Urinary tract infections (UTI), also known as bladder infections or “cystitis,” are quite common and affect most women at least once in their lifetime. A UTI is an infection in the urinary tract which may involve the bladder, urethra and/or kidneys. Symptoms can include urinary urgency, frequency, burning with urination, tenderness in lower abdomen or lower back and sometimes blood in the urine. Although UTIs can occur in males, they occur much more frequently in women for a variety of reasons. The urethra in females is significantly shorter in length and allows bacteria to enter the bladder more readily than in males. Decrease in estrogen in the genital area, as commonly seen in menopausal women, also contributes to and increases in risk of urinary tract infections.

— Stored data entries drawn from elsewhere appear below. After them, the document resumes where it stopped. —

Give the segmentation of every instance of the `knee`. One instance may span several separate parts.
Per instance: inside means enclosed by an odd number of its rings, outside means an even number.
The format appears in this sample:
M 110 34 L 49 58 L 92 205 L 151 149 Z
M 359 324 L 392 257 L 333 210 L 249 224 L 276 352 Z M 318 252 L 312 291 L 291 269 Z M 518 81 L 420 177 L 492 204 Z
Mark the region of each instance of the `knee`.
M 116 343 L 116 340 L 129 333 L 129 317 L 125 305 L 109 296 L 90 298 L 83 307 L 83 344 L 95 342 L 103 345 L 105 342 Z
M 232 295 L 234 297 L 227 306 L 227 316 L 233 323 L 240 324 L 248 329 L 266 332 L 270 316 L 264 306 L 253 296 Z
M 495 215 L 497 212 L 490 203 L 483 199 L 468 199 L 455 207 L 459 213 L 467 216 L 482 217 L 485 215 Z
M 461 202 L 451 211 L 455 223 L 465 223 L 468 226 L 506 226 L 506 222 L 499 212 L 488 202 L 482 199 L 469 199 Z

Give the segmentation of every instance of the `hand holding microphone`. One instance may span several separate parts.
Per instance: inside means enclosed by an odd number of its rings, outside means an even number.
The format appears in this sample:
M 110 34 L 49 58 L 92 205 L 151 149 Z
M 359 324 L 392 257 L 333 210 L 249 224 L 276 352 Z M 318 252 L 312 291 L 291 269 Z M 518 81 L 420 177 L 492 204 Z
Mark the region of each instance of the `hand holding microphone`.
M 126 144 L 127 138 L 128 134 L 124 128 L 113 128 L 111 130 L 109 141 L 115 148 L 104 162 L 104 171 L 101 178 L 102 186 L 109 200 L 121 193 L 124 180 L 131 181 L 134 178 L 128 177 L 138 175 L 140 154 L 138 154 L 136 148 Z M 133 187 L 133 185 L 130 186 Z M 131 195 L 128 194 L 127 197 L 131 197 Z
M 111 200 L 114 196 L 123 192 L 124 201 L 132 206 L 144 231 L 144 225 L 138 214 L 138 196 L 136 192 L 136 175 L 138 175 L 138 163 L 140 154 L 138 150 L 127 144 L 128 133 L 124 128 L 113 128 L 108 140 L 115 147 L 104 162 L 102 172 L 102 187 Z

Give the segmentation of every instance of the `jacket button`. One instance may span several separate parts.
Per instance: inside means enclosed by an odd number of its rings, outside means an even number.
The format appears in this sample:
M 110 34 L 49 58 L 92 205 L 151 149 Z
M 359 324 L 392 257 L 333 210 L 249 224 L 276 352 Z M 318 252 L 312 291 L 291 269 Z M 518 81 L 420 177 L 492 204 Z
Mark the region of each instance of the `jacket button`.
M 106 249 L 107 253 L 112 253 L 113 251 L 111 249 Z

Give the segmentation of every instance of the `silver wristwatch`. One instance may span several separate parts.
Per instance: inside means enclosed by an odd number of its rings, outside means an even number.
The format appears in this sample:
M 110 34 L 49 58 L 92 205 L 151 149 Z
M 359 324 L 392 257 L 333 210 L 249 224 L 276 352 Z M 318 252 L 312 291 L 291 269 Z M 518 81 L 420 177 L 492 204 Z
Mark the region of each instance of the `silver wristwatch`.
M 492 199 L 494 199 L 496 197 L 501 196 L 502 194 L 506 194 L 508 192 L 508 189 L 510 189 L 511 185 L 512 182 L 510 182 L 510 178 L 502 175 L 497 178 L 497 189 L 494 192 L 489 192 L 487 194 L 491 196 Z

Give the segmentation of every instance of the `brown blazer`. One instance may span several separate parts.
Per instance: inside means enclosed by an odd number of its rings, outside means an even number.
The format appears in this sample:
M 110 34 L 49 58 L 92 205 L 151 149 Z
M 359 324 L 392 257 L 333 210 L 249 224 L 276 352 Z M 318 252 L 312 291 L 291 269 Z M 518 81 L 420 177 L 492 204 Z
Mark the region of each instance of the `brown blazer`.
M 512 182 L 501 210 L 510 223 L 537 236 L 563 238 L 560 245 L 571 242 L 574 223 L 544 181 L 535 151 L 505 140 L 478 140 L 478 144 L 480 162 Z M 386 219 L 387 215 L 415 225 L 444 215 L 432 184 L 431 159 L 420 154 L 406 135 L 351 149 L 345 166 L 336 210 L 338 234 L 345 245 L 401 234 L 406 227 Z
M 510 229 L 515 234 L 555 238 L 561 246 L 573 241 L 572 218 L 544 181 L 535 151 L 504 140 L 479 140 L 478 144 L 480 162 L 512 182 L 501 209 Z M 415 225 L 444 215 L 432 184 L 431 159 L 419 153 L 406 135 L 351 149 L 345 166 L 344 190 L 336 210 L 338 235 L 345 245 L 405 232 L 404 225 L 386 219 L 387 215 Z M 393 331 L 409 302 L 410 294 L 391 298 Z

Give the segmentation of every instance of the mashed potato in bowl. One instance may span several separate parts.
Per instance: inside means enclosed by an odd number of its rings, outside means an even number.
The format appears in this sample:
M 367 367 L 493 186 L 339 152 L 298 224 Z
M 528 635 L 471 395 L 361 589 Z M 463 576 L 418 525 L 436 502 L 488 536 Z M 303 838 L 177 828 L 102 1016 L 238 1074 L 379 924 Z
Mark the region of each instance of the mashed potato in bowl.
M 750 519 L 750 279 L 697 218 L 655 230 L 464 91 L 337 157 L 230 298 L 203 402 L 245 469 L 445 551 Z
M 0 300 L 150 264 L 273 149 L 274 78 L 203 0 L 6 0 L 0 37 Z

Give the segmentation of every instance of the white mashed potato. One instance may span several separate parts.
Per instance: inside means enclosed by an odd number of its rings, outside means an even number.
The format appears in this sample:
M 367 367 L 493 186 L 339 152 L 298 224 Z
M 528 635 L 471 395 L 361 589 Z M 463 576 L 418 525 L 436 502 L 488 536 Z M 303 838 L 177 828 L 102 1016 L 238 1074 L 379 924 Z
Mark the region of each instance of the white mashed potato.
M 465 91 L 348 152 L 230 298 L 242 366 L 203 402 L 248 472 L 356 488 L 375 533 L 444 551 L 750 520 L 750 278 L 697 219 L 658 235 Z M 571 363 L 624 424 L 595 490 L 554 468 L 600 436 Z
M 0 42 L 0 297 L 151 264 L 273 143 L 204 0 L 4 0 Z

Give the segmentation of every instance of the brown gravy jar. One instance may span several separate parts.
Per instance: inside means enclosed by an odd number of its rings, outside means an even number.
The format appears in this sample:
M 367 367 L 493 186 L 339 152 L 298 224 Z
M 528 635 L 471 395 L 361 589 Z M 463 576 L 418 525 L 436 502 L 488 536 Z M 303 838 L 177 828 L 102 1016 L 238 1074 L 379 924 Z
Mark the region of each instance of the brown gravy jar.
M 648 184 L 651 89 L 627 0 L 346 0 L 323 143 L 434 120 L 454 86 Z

Typically before treatment, a sample of urine needs to be obtained and tested to evaluate for a UTI.  If positive, a short course of antibiotics will usually treat the infection and resolve the symptoms.  Occasionally, the bacteria causing the infection are resistant to the originally-prescribed antibiotic.  In this case, the results of the urine culture become even more important.  There are instances wherein some people develop recurrent or repeat infections that warrant a more thorough evaluation, treatment and ultimately development of a management strategy to minimize the risks of re-developing the recurrent UTIs.